1. Introduction
A popular strategy for estimating the causal effect of a latent variable in a linear structural model is to replace the latent variable with an indicator. It is usually assumed that the indicator variable is driven by the latent variable and some random noise.
1 The effect of the latent variable is then estimated from the resulting auxiliary model.
It is well known that the ordinary least squares (OLS) method does not provide consistent coefficient estimates because the indicator becomes endogenous in the auxiliary model. In contrast, instrumental variable (IV) methods provide consistent estimates when a valid instrument is used for the indicator.
This paper looks at indicators of latent variables that violate the classical assumptions. In contrast to ordinary effect indicators, these indicators are also systematically influenced by variables that are not part of the structural model of interest. Such “background indicators” deserve attention because in empirical work they can easily be confused with ordinary effect indicators. This paper studies how background indicators affect the identification and estimation of causal effects of latent variables in linear models.
Background indicators are subtle. As just mentioned, background indicators are influenced by “background variables” that do not belong to the structural model of interest. Thus, background indicators do not directly affect the dependent variable. However, a background indicator can, in contrast to an ordinary effect indicator, also be a cause of the latent variable. In this case, the background indicator affects the dependent variable only indirectly via the latent variable. Background indicators can invalidate otherwise perfectly valid instruments for the latent variable. This happens because of the chosen indicator and not because there is something fundamentally wrong with the instrument. Moreover, in certain cases one must control for the background variable in an IV estimation although the indicator has neither a direct nor an indirect effect on the dependent variable, and although the instrument for the latent variable is valid. Furthermore, when a background indicator causes the latent variable it can happen that IV estimation yields the causal effect of the indicator rather than the causal effect of the latent variable. The objective of this paper is to explain these notable results in detail.
Background indicators can in principle occur in any empirical study in which latent variables are replaced by indicators. The following two examples from economics are cases where background indicators might occur. The discussion aims to highlight possible scenarios and should not be understood as a critique of the empirical results of these studies.
The first example is about the impact of financial development on economic growth. Financial development is an unobservable variable. Therefore, bank credit relative to gross domestic product (GDP) is often used as an indicator for the development of the banking sector of a country.

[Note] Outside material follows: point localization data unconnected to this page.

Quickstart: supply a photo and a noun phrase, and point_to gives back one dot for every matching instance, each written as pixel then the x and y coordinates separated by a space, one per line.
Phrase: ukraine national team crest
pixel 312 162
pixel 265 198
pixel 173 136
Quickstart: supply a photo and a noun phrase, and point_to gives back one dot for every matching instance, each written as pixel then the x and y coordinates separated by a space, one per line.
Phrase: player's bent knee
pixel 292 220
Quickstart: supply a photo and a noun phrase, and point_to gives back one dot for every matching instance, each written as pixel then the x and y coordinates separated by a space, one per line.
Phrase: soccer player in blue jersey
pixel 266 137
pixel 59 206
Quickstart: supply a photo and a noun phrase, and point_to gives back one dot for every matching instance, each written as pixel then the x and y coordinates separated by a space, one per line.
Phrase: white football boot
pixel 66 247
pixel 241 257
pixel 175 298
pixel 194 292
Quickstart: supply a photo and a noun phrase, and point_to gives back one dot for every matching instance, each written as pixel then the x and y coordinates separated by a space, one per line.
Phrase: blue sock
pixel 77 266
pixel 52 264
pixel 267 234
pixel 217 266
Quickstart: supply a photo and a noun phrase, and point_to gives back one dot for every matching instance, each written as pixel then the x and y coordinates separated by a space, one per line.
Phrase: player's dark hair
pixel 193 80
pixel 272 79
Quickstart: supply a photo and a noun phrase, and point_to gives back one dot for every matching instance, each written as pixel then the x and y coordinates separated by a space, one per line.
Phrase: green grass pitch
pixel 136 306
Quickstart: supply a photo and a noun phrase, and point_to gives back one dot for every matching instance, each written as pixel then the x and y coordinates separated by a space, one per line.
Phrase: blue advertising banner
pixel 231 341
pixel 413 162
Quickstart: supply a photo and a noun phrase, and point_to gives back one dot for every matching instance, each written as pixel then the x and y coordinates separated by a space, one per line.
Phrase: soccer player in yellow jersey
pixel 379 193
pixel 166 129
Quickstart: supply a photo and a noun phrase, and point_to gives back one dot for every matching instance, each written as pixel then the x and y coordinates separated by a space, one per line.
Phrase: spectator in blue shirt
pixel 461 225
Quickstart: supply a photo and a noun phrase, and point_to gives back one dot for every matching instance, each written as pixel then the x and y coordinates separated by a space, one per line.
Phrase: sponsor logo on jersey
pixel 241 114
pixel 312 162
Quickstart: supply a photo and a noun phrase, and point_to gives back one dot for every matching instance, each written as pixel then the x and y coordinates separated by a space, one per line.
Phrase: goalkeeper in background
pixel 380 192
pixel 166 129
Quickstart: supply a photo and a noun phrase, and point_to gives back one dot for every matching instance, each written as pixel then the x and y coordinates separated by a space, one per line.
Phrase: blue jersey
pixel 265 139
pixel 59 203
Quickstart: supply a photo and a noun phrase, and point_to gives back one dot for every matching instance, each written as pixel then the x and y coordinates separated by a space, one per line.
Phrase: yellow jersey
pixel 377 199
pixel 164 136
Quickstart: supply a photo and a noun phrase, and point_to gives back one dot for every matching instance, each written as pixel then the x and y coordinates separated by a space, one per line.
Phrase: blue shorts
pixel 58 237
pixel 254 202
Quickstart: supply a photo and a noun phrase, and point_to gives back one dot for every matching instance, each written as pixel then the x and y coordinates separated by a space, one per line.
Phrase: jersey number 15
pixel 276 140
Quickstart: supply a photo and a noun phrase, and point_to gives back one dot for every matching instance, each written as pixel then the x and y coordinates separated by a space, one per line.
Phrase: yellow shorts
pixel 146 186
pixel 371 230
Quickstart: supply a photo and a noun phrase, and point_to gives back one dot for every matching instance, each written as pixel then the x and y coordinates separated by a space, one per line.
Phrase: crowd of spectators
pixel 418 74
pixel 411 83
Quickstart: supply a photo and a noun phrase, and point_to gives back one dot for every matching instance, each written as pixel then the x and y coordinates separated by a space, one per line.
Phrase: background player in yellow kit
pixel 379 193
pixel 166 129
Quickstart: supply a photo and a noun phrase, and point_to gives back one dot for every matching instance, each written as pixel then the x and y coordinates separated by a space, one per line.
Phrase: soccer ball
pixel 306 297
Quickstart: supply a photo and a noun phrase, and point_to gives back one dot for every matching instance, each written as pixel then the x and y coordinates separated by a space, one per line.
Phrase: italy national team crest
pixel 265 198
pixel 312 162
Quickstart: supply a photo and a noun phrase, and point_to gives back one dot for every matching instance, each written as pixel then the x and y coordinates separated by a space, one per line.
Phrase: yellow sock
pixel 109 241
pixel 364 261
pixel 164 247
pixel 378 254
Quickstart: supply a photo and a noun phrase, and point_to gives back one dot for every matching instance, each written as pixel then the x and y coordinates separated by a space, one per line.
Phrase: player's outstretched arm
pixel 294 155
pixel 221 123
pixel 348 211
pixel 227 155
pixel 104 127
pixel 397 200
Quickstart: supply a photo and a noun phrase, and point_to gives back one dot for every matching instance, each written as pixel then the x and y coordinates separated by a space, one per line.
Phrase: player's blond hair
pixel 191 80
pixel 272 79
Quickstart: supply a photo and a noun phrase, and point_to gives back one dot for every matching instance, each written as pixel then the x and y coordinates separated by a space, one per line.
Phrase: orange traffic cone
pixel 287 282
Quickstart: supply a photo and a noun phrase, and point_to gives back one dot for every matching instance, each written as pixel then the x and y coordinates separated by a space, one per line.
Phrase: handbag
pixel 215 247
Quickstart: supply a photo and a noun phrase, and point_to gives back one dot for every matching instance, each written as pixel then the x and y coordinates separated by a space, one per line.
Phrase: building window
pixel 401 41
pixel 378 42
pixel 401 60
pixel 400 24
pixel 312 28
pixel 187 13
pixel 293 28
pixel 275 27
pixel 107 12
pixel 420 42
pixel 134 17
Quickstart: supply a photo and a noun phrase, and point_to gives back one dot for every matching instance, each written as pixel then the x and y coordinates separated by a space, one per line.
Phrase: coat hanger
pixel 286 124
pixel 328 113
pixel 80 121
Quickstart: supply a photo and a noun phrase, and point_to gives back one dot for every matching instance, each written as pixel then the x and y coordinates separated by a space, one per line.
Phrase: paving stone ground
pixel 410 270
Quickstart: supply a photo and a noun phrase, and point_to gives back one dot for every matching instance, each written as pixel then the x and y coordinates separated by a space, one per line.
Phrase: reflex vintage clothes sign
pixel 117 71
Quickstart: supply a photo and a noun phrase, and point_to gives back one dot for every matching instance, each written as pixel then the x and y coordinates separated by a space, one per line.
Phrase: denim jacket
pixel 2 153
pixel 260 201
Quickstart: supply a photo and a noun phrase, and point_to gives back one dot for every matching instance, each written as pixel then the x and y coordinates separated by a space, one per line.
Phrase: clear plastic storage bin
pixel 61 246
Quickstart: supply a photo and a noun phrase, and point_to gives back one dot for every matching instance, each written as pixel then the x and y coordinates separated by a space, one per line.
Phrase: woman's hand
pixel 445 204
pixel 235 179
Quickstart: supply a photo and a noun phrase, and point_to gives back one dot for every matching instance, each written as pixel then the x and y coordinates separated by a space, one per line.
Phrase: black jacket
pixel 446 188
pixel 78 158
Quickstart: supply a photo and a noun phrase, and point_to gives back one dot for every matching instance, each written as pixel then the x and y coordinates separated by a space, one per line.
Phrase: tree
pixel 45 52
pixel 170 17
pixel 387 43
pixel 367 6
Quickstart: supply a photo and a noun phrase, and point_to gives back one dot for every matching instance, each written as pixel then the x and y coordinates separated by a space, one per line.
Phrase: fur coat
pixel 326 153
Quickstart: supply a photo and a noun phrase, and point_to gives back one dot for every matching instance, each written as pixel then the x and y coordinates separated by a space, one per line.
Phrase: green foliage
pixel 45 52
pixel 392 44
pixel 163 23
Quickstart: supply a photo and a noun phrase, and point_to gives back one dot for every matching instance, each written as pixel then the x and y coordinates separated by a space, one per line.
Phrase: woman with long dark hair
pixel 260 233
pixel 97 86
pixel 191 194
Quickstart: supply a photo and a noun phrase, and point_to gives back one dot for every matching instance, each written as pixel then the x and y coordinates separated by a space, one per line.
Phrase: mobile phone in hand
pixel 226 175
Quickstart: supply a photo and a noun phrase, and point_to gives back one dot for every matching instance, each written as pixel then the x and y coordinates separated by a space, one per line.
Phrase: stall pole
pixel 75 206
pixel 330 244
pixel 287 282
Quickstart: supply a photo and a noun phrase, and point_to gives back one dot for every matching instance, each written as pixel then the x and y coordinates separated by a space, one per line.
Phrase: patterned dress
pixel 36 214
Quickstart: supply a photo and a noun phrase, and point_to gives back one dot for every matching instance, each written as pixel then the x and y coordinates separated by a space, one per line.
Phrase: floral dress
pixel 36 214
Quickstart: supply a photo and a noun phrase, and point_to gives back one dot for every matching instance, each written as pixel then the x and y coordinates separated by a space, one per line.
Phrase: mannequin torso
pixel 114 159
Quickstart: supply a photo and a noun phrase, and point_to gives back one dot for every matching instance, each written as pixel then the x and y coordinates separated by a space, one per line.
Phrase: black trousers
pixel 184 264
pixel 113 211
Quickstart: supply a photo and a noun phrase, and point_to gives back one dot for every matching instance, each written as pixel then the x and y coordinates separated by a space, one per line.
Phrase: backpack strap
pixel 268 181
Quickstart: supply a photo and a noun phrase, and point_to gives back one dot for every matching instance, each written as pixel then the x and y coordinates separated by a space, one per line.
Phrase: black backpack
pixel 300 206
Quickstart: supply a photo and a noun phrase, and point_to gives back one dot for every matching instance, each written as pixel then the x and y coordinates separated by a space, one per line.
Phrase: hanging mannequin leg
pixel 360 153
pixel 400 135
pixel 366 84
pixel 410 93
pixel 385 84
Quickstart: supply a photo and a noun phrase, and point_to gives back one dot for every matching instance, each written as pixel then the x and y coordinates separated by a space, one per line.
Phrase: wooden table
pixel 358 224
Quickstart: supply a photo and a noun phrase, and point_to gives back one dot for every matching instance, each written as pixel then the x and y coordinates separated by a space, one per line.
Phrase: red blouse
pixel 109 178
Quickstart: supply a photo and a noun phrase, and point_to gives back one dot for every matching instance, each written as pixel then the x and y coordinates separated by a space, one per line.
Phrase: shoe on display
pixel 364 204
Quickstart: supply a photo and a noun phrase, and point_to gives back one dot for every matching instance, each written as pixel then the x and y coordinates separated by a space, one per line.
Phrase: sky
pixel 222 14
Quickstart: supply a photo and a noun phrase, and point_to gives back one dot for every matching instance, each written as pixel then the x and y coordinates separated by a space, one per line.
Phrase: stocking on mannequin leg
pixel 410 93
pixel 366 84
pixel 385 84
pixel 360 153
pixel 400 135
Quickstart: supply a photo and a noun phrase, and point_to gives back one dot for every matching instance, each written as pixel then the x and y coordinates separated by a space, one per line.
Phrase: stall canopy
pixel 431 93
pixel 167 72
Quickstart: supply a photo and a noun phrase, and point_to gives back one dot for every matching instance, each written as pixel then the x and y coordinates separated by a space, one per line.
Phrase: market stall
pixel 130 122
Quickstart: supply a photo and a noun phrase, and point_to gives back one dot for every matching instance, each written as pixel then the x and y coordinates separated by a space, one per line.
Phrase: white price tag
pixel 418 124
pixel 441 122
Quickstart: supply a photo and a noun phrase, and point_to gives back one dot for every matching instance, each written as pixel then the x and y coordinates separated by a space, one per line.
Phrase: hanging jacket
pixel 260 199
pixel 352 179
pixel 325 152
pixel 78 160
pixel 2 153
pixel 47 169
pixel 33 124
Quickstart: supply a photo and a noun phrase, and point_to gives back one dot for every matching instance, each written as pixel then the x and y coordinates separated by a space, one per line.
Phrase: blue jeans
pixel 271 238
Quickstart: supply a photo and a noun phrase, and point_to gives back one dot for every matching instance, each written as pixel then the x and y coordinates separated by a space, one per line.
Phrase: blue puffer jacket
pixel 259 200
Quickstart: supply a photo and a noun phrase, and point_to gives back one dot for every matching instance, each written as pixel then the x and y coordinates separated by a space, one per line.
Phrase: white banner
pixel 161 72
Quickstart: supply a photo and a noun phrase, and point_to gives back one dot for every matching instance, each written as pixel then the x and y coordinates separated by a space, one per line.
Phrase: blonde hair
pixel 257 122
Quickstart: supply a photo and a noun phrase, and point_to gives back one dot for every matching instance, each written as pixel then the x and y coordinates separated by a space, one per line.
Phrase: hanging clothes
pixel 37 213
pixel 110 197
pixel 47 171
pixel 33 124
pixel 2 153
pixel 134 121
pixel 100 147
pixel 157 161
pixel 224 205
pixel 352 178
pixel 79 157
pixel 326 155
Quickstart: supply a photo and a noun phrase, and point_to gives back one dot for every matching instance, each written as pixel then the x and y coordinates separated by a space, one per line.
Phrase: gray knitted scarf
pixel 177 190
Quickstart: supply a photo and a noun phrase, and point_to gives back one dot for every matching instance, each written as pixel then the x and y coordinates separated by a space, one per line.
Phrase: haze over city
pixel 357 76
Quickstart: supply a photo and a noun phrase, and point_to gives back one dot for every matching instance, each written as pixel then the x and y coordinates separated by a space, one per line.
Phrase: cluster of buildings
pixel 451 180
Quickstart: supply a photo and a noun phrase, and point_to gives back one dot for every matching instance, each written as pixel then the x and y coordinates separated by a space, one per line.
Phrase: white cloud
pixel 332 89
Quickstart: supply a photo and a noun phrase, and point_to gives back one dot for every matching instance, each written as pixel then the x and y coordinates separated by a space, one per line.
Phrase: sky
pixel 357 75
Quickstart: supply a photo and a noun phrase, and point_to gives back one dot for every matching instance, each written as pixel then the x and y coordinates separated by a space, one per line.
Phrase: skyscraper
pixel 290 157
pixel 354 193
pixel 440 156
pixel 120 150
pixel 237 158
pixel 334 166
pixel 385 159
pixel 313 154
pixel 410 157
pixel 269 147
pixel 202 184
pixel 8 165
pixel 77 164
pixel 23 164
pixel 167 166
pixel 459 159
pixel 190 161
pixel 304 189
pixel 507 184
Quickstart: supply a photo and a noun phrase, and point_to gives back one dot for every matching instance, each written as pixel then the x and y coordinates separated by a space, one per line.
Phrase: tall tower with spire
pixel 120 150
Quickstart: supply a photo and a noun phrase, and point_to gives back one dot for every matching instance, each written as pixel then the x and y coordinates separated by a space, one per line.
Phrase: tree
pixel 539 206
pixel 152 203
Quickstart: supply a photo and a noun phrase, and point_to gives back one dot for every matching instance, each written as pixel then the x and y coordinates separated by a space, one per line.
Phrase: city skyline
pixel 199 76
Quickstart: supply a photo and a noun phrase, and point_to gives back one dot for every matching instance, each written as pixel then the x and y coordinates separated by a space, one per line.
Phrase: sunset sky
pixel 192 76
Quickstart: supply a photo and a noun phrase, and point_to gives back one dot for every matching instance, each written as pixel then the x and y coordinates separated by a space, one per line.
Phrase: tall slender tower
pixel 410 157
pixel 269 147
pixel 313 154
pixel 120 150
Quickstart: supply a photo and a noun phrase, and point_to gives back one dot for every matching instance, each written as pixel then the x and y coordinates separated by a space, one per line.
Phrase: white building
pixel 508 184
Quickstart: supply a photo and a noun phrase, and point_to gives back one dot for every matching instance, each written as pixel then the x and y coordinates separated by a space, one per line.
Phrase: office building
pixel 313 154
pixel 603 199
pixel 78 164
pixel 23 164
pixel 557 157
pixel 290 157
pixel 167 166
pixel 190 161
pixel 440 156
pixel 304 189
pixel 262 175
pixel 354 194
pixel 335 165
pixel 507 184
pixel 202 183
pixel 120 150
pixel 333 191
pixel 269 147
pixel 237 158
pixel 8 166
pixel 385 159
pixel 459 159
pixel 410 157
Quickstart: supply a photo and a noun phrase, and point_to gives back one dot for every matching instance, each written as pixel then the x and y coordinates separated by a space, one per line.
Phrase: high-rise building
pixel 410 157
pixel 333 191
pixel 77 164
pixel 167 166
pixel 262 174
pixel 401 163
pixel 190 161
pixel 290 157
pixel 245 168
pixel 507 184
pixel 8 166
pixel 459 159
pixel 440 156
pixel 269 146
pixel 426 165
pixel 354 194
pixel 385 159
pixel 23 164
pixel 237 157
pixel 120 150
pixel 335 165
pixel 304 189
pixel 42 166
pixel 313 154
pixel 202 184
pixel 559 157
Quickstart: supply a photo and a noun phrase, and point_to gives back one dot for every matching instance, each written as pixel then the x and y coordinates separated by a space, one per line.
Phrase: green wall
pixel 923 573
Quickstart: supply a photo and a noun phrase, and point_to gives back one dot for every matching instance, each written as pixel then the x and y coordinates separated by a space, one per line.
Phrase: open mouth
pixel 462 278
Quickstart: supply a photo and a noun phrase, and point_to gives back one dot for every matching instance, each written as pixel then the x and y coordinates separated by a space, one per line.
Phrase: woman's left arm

2 However, credit to GDP ratios may capture more than domestic financial development. International financial integration may also affect credit to GDP ratios, in particular in developing economies where foreign lending is important (
Giannetti and Ongena 2009). Furthermore, international financial integration may also directly affect the financial sector of a country via entry, or the thread of entry of foreign banks. Thus, credit to GDP ratios may be background indicators of financial development, and international financial integration may be a background variable.
The second example deals with uncertainty and economic activity. Empirical studies about the impact of uncertainty on economic activity often use stock market volatility to measure uncertainty.
3 For example,
Bloom (
2009) finds that stock market volatility rises sharply after bad events such as war or terror. However, these bad events may simultaneously affect stock market volatility and economic uncertainty. Moreover, high levels of stock market volatility may amplify uncertainty when people see the stock market as a predictor of future economic activity (
Farmer 2015;
Romer 1990). Stock market volatility could therefore be a background indicator of uncertainty that sometimes reinforces economic uncertainty even further.
The analysis in this paper builds on causal graphs and path-tracing rules (
Chen and Pearl 2014;
Morgan and Winship 2007;
Pearl 2009). Causal graphs make modeling assumptions transparent, and the path-tracing rules yield algebraic expressions for OLS and IV estimates when the model is linear.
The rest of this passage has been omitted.